Bardzo fajne, podobało mi się. Mamy tu zrujnowanego przez madżonga taksówkarza (świetna postać!), którego pewien gangster w swetrze (też mistrz!) wynajmuje do mokrej roboty a w pakiecie otrzymujemy wątek dotyczący żony głównego bohatera. Nic nie idzie tak jak miało więc jest szalenie ciekawie. Żeby było jeszcze lepiej w filmie jest pełno bardzo fajnych motywów - akcja zaczyna się w chińskiej części Korei skąd bohater jest przemycany na południe (super sceny!). Sam fakt że stamtąd pochodzi wszystko mu dodatkowo komplikuje a nam uatrakcyjnia oglądanie. No a dla mnie rewelacyjnym bonusem było to że gangsterzy (i w ogóle wszyscy) bili się na noże i siekiery co od mniej więcej połowy projekcji zaczęło generować kolejne niesamowicie krwawe sceny. Nie wspomniałem jeszcze o zestawie bardzo ciekawych postaci, o dosyć zawiłej intrydze i raczej udanych zdjeciach. Jedyne co mnie trochę męczyło to zbyt podobnie dla mnie brzmiące koreańskie imiona przez co momentami musiałem sie nieco wysilać żeby nie zgubić fabuły. Tak czy owak bardzo mi przypadł do gustu i pewnie kiedyś będę chciał to ponownie obejrzeć.
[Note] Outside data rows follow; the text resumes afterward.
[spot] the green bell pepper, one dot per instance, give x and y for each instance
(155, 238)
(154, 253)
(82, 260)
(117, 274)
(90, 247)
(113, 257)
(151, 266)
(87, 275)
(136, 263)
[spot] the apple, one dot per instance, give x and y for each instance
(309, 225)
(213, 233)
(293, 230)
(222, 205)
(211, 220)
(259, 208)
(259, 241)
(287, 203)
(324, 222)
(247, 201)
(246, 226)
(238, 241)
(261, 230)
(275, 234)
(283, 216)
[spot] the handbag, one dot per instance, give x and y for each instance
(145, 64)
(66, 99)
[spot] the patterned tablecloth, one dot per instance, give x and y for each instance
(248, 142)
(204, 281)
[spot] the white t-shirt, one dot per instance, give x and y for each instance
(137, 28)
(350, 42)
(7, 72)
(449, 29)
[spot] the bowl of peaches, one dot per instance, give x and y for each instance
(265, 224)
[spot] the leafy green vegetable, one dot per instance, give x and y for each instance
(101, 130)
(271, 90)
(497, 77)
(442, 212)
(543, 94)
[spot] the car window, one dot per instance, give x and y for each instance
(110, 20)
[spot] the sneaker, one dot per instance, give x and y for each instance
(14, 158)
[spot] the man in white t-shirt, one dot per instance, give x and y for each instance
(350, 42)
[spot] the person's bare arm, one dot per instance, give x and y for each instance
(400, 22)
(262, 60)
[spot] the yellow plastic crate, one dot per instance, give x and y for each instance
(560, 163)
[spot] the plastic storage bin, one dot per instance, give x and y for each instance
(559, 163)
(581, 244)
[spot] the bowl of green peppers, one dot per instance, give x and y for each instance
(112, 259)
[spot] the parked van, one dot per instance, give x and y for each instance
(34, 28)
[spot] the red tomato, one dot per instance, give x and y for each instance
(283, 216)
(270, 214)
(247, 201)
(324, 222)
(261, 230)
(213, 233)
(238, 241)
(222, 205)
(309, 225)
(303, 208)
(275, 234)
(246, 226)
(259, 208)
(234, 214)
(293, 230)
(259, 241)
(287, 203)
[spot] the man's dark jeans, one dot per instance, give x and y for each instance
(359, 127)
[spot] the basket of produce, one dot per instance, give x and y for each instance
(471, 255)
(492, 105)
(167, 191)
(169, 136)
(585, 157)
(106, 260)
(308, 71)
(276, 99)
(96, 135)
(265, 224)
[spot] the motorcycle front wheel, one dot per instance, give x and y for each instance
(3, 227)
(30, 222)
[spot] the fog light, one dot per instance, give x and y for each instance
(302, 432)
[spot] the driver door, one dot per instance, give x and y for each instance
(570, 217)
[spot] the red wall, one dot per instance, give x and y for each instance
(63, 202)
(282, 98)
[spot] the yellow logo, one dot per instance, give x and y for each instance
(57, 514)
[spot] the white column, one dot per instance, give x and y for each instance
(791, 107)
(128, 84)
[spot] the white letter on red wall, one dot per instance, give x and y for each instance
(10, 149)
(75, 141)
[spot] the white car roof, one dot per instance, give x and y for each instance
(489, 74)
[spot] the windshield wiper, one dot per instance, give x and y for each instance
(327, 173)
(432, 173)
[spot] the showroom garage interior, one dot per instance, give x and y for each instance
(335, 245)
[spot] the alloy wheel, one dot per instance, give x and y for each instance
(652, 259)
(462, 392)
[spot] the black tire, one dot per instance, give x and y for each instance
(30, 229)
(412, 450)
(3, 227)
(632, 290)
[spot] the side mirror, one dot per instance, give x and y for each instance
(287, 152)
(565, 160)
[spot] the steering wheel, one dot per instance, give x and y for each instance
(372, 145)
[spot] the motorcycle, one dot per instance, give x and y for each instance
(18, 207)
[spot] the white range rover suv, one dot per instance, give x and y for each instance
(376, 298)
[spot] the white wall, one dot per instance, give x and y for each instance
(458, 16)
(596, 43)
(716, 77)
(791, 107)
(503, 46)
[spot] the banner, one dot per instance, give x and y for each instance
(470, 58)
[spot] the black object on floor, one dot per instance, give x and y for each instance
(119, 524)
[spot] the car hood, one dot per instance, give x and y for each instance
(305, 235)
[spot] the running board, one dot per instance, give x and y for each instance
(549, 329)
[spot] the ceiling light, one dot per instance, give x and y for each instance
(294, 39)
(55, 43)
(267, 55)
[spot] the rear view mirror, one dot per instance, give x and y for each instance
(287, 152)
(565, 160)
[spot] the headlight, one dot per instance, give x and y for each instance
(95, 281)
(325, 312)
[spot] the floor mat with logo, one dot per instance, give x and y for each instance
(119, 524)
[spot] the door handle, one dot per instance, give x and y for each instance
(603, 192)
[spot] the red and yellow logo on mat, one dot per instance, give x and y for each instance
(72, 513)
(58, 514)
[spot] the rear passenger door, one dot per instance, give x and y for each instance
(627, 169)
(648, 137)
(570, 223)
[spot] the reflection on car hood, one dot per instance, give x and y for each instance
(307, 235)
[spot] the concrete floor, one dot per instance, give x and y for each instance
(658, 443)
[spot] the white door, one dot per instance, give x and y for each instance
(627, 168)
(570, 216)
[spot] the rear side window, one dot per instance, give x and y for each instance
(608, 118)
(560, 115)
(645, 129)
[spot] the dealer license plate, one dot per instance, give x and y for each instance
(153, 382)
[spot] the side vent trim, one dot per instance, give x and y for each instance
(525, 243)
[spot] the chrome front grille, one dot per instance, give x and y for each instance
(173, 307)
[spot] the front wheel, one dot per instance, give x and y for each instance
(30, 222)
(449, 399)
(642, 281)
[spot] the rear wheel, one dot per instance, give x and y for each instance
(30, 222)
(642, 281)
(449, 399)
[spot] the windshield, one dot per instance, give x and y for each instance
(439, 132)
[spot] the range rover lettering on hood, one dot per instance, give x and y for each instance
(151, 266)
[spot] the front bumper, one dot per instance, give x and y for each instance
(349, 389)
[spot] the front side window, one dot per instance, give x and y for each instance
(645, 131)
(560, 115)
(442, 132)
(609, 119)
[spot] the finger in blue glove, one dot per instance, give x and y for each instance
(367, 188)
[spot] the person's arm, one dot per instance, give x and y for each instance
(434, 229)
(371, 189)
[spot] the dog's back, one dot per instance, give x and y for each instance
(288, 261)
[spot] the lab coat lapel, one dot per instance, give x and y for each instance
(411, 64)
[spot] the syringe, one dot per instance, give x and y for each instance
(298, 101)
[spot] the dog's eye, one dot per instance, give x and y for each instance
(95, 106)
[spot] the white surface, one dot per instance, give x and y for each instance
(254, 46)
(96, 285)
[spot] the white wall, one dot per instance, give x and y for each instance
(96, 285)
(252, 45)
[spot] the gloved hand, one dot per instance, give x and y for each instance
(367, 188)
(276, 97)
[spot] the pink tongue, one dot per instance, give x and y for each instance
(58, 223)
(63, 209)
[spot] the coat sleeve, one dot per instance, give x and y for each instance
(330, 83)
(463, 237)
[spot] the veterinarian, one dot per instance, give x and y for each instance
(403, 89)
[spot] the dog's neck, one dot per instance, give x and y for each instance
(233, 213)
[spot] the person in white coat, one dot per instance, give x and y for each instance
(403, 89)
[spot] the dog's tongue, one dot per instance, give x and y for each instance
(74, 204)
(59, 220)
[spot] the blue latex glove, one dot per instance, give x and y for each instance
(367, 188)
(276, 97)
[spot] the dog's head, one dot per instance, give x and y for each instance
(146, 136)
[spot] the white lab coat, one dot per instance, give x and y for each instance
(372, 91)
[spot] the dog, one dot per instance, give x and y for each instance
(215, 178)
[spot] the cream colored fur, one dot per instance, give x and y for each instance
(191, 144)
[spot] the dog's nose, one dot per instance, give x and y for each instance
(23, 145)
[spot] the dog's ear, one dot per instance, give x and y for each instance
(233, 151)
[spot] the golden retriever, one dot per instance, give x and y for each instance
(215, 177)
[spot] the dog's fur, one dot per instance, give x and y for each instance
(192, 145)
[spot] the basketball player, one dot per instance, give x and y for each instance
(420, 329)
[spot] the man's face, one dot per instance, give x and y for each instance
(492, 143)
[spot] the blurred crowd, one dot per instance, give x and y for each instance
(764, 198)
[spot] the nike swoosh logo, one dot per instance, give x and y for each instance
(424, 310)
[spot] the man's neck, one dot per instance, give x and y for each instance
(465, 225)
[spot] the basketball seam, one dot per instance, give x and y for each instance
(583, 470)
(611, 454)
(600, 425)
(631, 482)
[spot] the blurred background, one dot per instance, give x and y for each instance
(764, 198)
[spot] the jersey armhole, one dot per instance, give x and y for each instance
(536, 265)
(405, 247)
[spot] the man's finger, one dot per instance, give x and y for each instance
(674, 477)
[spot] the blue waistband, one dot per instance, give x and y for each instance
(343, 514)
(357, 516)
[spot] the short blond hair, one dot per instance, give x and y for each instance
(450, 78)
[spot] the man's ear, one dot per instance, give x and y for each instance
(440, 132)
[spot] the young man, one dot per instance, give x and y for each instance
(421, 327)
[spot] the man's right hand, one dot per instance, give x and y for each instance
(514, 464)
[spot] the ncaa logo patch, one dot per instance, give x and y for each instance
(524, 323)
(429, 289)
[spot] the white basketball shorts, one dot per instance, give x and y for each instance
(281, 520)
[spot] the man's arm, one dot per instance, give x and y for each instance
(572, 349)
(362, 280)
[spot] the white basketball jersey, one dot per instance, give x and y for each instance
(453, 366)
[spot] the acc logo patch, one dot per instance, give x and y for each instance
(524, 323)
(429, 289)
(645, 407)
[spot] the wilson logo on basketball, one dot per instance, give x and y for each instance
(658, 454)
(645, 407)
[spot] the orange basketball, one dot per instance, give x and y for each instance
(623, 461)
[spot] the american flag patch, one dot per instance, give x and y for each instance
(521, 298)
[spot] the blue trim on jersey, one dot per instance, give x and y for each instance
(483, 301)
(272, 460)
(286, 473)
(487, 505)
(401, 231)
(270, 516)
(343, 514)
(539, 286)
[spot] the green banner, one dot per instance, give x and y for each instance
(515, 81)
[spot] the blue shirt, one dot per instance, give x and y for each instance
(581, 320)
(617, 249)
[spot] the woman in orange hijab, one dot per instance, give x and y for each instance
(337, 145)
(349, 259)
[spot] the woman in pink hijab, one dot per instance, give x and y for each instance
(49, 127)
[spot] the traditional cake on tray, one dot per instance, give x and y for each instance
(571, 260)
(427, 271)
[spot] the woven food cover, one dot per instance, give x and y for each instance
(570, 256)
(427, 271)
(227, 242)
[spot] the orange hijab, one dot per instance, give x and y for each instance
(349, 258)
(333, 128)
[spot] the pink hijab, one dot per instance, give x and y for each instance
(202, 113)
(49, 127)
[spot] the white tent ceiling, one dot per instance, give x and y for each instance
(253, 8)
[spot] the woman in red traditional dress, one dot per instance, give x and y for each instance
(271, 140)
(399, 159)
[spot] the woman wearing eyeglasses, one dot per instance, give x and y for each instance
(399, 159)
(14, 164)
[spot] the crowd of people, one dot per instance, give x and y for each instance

http://www.imdb.com/title/tt1230385/

piątek, 14 października 2011

"Hara-Kiri: Death of a Samurai" (Japonia 2011, reż Takashi Miike)



Nie miałem najmniejszych szans. Mój ulubiony japoński reżyser bierze się za przeróbkę mojego ulubionego klasyka japońskiej (a i światowej) kinematografii. Na dodatek okazuje się że muzykę robił Ryûichi Sakamoto a tuż po wejściu na salę kinowa dostałem okulary 3D (a nigdy wczesniej filmu 3D nie widziałem). Czy muszę sie tłumaczyć z zachwytu jaki mnie ogarnął? Ten film podobał mi się już zanim zaczęła sie projekcja i tak naprawde nic nie było w stanie tego zmienić. Nadmienię że opowieść nieco inaczej rozłożona niż w oryginale, ale wciąż bardzo poruszająca i oczywiście przecudna dla oka. Jestem pewien że obejrzę to jeszcze nie raz. Kawał dobrej roboty.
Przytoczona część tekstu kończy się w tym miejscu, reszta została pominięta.